Die Situation von LGBTI* in vielen Favelas sei schwierig, sagte auch Transfrau Gilmara Cunha in einem Interview mit BBC Brasil 2016. Cunha ist Mitbegründerin der ersten NGO für LGBTI* in einer Favela, der Gruppe Conexão G. «Menschen, die in einer Favela leben, haben nicht vonder Erweiterung von LGBT-Rechten profitiert. Wir kämpfen nicht für die Homo-Ehe, wir kämpfen ums Überleben.»Vom Staat vernachlässigt, werden die historisch von Arbeiter_innen bewohnten Gebiete oft von Drogenkartellen oder Milizen kontrolliert, und evangelikale Kirchen fördern homo- und transfeindliche Vorurteile. Das Misstrauen gegenüber der Polizei und dem Staat ist aufgrund gewaltsamer Eingriffe gross, offizielle Gesetze und Rechte können oft nicht durchgesetzt werden. Aus diesem Grund konzentriert sich Conexão G vor allem darauf, Vorurteile abzubauen. «Wir haben mit Performances auf öffentlichen Plätzen angefangen, um den Menschen Freude zu machen und zu zeigen, dass wir keine Gefahr für sie oder ihre Kinder sind.» Diese Strategie des Dialogs sei sehr erfolgreich, so Cunha. Im Complexo da Maré, der Favela der Conexão G, kann seit einigen Jahren sogar ein Pride-Festival stattfinden– mit inzwischen Tausenden von Besucher_innen.

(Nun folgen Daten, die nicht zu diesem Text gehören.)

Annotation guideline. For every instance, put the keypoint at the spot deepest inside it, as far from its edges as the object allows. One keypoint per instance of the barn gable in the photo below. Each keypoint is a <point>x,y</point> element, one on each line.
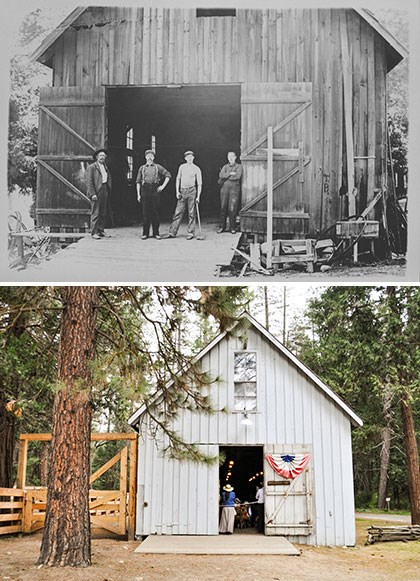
<point>395,50</point>
<point>135,78</point>
<point>290,411</point>
<point>279,350</point>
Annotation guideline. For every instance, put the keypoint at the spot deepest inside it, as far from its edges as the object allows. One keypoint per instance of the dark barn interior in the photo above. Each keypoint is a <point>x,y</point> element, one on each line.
<point>170,120</point>
<point>246,470</point>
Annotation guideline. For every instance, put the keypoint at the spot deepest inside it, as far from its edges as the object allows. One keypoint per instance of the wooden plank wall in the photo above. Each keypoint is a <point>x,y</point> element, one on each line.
<point>159,46</point>
<point>291,410</point>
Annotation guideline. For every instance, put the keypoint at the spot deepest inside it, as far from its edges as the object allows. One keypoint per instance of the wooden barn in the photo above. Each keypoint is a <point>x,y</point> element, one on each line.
<point>267,403</point>
<point>213,80</point>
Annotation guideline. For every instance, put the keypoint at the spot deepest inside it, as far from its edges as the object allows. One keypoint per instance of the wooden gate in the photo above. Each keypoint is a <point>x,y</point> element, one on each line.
<point>287,108</point>
<point>288,503</point>
<point>113,510</point>
<point>72,124</point>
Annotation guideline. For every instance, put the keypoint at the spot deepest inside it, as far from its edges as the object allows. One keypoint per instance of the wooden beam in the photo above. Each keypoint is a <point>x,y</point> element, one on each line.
<point>278,127</point>
<point>278,183</point>
<point>22,463</point>
<point>94,437</point>
<point>132,491</point>
<point>66,127</point>
<point>105,467</point>
<point>123,489</point>
<point>269,197</point>
<point>348,116</point>
<point>63,179</point>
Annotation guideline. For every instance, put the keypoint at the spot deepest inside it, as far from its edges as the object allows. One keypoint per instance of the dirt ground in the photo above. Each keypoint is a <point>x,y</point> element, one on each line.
<point>115,560</point>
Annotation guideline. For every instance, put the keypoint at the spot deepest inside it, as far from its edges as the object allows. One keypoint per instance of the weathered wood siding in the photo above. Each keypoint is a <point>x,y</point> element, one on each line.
<point>291,410</point>
<point>160,46</point>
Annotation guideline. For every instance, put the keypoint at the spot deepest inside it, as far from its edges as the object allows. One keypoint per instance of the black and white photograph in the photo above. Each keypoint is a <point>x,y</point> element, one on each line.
<point>158,144</point>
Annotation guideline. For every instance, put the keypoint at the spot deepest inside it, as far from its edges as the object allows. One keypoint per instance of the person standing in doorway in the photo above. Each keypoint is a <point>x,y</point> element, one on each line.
<point>149,185</point>
<point>227,519</point>
<point>98,182</point>
<point>230,179</point>
<point>260,508</point>
<point>189,183</point>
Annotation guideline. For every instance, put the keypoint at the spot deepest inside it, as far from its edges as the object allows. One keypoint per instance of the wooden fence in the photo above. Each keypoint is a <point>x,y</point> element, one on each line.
<point>23,509</point>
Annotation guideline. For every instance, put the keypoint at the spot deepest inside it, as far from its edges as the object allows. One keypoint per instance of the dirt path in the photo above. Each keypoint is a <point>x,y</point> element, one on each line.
<point>116,561</point>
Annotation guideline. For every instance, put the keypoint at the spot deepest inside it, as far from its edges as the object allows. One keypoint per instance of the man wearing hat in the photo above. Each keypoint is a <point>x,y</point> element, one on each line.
<point>189,183</point>
<point>149,185</point>
<point>98,181</point>
<point>227,518</point>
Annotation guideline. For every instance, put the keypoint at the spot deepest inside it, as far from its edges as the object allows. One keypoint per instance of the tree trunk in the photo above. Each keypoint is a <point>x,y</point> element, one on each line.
<point>7,442</point>
<point>67,537</point>
<point>386,446</point>
<point>412,458</point>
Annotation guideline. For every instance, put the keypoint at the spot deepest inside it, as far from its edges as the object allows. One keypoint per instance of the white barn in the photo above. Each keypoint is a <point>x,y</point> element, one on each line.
<point>291,411</point>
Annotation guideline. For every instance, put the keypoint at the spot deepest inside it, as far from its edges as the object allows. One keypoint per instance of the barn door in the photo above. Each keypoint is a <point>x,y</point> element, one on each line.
<point>288,502</point>
<point>71,126</point>
<point>287,108</point>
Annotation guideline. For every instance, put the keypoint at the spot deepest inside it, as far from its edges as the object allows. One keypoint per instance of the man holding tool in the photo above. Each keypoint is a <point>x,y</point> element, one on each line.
<point>189,184</point>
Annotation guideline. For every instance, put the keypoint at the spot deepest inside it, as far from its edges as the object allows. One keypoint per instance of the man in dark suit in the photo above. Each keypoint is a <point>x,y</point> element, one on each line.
<point>98,181</point>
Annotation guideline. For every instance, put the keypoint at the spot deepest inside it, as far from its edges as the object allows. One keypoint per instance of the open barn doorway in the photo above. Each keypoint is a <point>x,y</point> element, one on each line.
<point>170,120</point>
<point>242,468</point>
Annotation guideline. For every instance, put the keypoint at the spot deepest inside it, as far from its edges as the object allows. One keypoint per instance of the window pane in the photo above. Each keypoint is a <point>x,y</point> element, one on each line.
<point>245,368</point>
<point>250,389</point>
<point>251,404</point>
<point>240,390</point>
<point>240,404</point>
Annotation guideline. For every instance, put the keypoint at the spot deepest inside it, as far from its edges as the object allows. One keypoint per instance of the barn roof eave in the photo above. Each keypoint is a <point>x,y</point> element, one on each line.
<point>42,53</point>
<point>354,418</point>
<point>135,417</point>
<point>397,52</point>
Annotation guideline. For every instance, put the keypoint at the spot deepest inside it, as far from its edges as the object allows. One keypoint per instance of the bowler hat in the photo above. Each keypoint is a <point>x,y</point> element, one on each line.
<point>98,151</point>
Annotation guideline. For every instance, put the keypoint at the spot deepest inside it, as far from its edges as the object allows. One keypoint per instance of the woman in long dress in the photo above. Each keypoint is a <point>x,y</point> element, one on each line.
<point>227,519</point>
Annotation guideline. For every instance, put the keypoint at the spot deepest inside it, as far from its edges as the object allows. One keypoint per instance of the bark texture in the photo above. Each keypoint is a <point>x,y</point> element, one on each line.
<point>412,456</point>
<point>386,435</point>
<point>66,537</point>
<point>7,442</point>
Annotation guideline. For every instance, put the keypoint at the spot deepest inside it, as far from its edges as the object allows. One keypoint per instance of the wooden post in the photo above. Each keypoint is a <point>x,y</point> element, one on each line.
<point>22,462</point>
<point>123,489</point>
<point>27,511</point>
<point>132,490</point>
<point>269,196</point>
<point>348,117</point>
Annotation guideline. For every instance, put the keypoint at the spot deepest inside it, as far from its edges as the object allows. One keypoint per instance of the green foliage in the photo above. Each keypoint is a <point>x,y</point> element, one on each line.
<point>358,343</point>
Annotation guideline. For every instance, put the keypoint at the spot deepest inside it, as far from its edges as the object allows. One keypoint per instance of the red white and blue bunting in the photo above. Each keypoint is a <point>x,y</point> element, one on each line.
<point>288,465</point>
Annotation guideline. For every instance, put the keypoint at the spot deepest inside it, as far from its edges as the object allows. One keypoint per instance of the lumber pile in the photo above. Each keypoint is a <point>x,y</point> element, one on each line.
<point>397,533</point>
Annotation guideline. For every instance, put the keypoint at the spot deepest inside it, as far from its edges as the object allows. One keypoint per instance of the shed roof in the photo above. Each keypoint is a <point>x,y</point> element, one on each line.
<point>354,418</point>
<point>396,51</point>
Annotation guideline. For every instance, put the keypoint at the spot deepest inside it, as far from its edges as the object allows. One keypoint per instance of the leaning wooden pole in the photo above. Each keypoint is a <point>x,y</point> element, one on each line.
<point>269,196</point>
<point>348,115</point>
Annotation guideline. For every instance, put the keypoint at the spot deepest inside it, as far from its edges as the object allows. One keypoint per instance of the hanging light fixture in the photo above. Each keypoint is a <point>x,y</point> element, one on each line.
<point>245,420</point>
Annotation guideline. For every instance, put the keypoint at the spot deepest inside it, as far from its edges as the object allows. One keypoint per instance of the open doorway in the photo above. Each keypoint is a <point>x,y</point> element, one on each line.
<point>242,468</point>
<point>171,120</point>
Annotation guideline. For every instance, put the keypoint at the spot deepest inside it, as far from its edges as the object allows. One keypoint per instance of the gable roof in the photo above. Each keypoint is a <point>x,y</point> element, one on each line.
<point>354,418</point>
<point>396,51</point>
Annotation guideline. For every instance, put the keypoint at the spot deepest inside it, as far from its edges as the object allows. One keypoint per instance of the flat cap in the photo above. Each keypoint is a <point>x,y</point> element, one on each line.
<point>98,151</point>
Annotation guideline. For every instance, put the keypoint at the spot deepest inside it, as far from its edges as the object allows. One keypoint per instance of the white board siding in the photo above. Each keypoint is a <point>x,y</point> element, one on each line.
<point>291,409</point>
<point>181,497</point>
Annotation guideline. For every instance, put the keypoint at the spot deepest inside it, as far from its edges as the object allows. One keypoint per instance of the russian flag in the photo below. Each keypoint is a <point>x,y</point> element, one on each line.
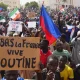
<point>50,29</point>
<point>1,9</point>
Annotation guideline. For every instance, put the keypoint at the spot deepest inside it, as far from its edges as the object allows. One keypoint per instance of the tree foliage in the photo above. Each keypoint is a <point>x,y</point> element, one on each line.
<point>32,4</point>
<point>4,6</point>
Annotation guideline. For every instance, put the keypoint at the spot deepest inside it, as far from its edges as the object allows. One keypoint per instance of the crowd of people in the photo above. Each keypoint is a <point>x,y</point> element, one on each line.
<point>56,60</point>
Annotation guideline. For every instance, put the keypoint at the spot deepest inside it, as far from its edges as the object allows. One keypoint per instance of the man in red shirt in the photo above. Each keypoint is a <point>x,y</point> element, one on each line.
<point>44,52</point>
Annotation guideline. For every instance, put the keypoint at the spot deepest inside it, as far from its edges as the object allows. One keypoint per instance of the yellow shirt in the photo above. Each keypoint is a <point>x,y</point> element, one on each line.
<point>67,73</point>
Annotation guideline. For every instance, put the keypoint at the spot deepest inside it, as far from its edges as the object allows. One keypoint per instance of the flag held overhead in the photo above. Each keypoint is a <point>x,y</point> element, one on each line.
<point>15,14</point>
<point>50,29</point>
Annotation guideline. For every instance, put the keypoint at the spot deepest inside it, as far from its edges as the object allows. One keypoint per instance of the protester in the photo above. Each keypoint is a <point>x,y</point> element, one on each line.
<point>60,51</point>
<point>66,72</point>
<point>51,72</point>
<point>44,52</point>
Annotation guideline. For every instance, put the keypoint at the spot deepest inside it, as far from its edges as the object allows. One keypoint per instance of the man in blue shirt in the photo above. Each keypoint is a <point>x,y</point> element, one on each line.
<point>12,75</point>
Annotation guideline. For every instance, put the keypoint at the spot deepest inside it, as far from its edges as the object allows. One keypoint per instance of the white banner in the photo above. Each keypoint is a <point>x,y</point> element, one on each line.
<point>15,26</point>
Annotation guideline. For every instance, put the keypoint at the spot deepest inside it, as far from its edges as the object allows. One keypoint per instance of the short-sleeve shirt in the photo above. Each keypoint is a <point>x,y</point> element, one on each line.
<point>67,73</point>
<point>44,56</point>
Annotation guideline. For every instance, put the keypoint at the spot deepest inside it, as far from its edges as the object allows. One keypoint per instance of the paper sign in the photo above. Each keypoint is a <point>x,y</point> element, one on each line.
<point>32,24</point>
<point>18,53</point>
<point>15,26</point>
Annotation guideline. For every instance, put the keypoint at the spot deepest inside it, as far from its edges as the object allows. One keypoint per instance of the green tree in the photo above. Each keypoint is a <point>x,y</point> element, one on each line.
<point>32,4</point>
<point>4,6</point>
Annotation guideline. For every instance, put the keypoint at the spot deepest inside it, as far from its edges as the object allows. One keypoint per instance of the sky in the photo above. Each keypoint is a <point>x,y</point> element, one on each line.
<point>24,1</point>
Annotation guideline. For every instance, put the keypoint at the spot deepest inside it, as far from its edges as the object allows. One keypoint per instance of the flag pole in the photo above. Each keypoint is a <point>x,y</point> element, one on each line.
<point>43,3</point>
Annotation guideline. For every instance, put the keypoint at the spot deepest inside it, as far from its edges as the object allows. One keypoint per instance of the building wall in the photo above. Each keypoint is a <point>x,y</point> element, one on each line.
<point>11,3</point>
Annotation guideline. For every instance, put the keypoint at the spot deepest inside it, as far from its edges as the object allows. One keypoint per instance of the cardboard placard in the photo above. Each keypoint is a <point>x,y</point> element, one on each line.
<point>18,53</point>
<point>15,26</point>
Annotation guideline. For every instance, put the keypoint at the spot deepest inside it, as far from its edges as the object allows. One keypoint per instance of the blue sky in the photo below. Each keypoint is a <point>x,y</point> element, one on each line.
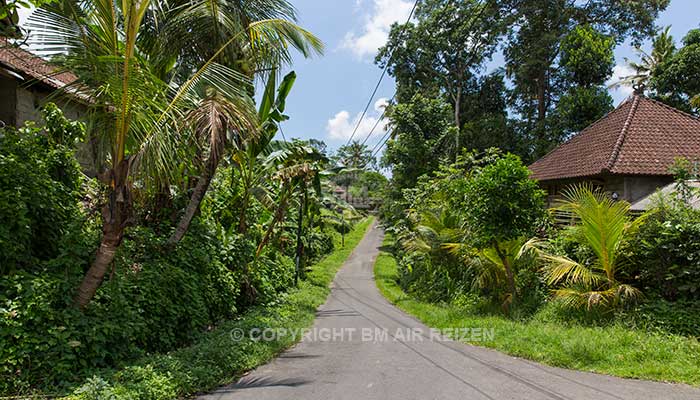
<point>331,91</point>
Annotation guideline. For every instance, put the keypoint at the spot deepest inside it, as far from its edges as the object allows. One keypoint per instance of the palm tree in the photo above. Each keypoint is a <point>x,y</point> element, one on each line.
<point>134,115</point>
<point>603,226</point>
<point>296,166</point>
<point>247,159</point>
<point>214,21</point>
<point>662,49</point>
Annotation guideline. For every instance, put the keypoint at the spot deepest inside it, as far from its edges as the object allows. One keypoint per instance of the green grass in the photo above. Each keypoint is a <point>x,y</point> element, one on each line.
<point>614,350</point>
<point>217,358</point>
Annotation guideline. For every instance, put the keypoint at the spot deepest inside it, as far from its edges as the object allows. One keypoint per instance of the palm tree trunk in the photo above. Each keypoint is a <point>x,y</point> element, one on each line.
<point>458,123</point>
<point>195,201</point>
<point>279,214</point>
<point>299,242</point>
<point>509,271</point>
<point>115,216</point>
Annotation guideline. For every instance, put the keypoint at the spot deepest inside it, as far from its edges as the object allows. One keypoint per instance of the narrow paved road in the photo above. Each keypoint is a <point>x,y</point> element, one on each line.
<point>403,367</point>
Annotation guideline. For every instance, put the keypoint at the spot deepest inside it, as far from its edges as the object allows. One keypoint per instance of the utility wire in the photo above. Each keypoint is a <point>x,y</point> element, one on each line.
<point>381,117</point>
<point>381,77</point>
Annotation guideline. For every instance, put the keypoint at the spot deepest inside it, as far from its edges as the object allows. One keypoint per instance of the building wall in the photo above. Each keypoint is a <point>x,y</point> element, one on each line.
<point>19,104</point>
<point>628,187</point>
<point>31,99</point>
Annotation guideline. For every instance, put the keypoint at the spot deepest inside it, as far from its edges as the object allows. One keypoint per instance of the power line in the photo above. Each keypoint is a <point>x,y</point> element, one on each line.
<point>381,117</point>
<point>381,77</point>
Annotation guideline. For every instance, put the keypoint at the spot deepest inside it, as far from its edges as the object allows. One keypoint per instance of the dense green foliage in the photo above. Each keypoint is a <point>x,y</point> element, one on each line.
<point>39,191</point>
<point>218,357</point>
<point>558,57</point>
<point>552,336</point>
<point>476,233</point>
<point>155,298</point>
<point>666,253</point>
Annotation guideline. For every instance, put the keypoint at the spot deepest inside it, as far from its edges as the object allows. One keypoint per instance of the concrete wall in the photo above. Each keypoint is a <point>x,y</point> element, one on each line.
<point>31,99</point>
<point>20,103</point>
<point>628,187</point>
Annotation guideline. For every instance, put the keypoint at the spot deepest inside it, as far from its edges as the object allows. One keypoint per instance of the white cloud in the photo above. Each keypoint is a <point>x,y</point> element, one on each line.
<point>376,28</point>
<point>381,104</point>
<point>619,72</point>
<point>341,126</point>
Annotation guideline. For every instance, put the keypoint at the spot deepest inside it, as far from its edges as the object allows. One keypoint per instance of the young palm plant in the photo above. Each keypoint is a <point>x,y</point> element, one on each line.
<point>603,225</point>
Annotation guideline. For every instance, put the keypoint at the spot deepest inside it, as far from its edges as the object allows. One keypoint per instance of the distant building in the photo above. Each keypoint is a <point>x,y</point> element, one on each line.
<point>26,83</point>
<point>628,152</point>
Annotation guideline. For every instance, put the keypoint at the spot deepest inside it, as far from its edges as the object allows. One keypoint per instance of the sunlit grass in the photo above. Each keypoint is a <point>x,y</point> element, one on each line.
<point>614,350</point>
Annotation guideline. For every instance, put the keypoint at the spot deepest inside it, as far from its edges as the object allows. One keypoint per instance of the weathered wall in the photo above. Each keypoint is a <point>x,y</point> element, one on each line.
<point>31,99</point>
<point>628,187</point>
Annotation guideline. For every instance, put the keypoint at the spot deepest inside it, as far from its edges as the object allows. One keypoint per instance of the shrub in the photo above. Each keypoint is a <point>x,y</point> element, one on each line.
<point>40,183</point>
<point>665,253</point>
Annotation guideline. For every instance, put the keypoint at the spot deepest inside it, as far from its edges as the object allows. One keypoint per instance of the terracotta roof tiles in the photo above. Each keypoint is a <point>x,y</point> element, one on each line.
<point>640,137</point>
<point>25,63</point>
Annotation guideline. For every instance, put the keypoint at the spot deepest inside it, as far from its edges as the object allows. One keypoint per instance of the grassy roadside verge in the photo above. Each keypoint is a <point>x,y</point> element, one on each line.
<point>220,355</point>
<point>612,350</point>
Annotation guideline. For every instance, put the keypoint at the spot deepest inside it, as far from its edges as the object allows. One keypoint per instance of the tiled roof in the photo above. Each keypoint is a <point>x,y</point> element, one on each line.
<point>640,137</point>
<point>32,66</point>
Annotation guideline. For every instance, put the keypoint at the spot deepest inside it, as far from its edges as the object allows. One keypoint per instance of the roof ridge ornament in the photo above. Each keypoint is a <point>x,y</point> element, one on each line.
<point>623,134</point>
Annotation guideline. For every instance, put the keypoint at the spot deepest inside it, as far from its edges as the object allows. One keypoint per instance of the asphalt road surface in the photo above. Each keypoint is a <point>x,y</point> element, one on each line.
<point>362,347</point>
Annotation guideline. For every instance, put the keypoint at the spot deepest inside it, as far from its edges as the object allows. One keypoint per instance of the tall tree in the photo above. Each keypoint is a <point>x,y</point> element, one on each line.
<point>663,47</point>
<point>677,80</point>
<point>135,115</point>
<point>355,155</point>
<point>533,49</point>
<point>444,51</point>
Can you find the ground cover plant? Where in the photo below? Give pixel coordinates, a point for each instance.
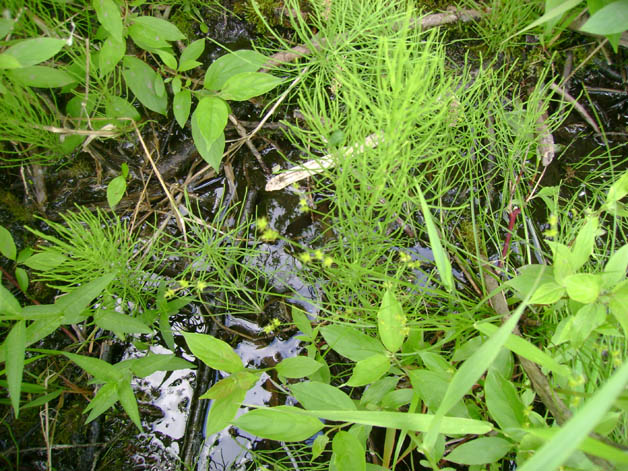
(462, 312)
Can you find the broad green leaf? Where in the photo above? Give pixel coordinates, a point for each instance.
(231, 64)
(36, 50)
(151, 363)
(471, 370)
(522, 347)
(189, 55)
(141, 80)
(483, 450)
(118, 107)
(9, 305)
(297, 367)
(443, 265)
(583, 287)
(527, 278)
(348, 452)
(573, 432)
(181, 104)
(391, 322)
(129, 403)
(78, 300)
(589, 445)
(585, 242)
(211, 116)
(108, 15)
(559, 10)
(238, 381)
(611, 19)
(503, 403)
(319, 445)
(120, 324)
(22, 278)
(104, 399)
(147, 38)
(164, 28)
(99, 369)
(42, 77)
(615, 269)
(299, 318)
(115, 191)
(320, 396)
(369, 370)
(44, 261)
(350, 342)
(213, 352)
(223, 410)
(281, 423)
(211, 154)
(111, 53)
(547, 293)
(246, 85)
(402, 420)
(15, 346)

Es sei jetzt mehr denn je die Aufgabe, die Einstellungen der Bürger_innen Brasiliens zu ihren LGBTI*-Mitmenschen zu verändern, realisieren nun auch die Vertreter_innen der traditionellen LGBTI*-Organisationen im Gespräch mit Politologe Encarnación. Denn solange queere Menschen um ihre Existenz und Unversehrtheit fürchten müssen, reicht es nicht, heiraten zu dürfen. Veränderungen müssen auf allen Ebenen angestrebt werden.

Dieser Artikel erschient im Queeramnesty-Magazin Nr. 15.